Sweet noted that the employment data came after the ISM’s weaker-than-expected manufacturing PMI, fueling recession concerns.
“Although we see things differently than the markets, investors’ view of reality has caused equity prices to drop,” said Sweet.
“The rise in the unemployment rate in July will fan concerns because it triggered the so-called Sahm rule, which uses the jobless rate to signal a coming recession; we’re skeptical of this because the rule only correlates with a recession when the increase in the unemployment rate is primarily due to layoffs, which is not the case now,” he added.
Sweet highlighted that a recession is possible in any year, but high employment is mostly driven by increases in labor supply as opposed to increases in permanent layoffs.
“Recession risks over the next year have risen but they’re not high enough to adopt a downturn as our baseline,” he said.
Sweet underlined that the Fed knows why the unemployment rose and that the reasons are less threatening if they are induced by increases in layoffs.
He said the Fed would consider a 50-base-point rate cut in September if the unemployment rate doesn’t fall and the sell-off in equity markets gets worse.
“For now, we are sticking with our view, held since the April baseline, that the first-rate cut would occur in September and be a 25 basis points cut,” he added.
- ‘Inter-meeting cut very unlikely’
Mark Dowding, chief investment officer at BlueBay, told Anadolu that the market moves “have much more about technicals than fundamentals.”
Dowding said the data at hand is consistent with a “soft landing” in the US economy, and that there is no “fear of recession, unless we see a bigger equity crash.”

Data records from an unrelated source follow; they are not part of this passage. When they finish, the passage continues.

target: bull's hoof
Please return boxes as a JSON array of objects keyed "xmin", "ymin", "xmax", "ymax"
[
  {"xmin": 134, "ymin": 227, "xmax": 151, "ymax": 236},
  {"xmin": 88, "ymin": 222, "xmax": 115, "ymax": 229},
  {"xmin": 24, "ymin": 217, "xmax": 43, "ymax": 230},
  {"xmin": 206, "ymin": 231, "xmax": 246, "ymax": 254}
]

He noted that they believe the Fed will cut rates by 25 basis points each in September, in December, and in the first quarter, adding that an “inter-meeting cut is very unlikely.”
- ‘Inter-meeting rate cut not expected unless systemic risk emerges’
James Knightly, chief economist at ING International, said in a statement on Tuesday that the Fed will “step on the gas, but market pricing looks aggressive.”
Knightly said July’s weak employment report fueled recession concerns and the Fed needs to make an aggressive response, though he noted that an “inter-meeting rate cut is not expected unless a systemic risk emerges.”
Meanwhile, former Fed economist Claudia Sahm said in an interview with Bloomberg that the US has yet to enter a recession but it is close, though she added that it would be inappropriate for the Fed to act immediately in response to the risks when the markets have already fallen sharply.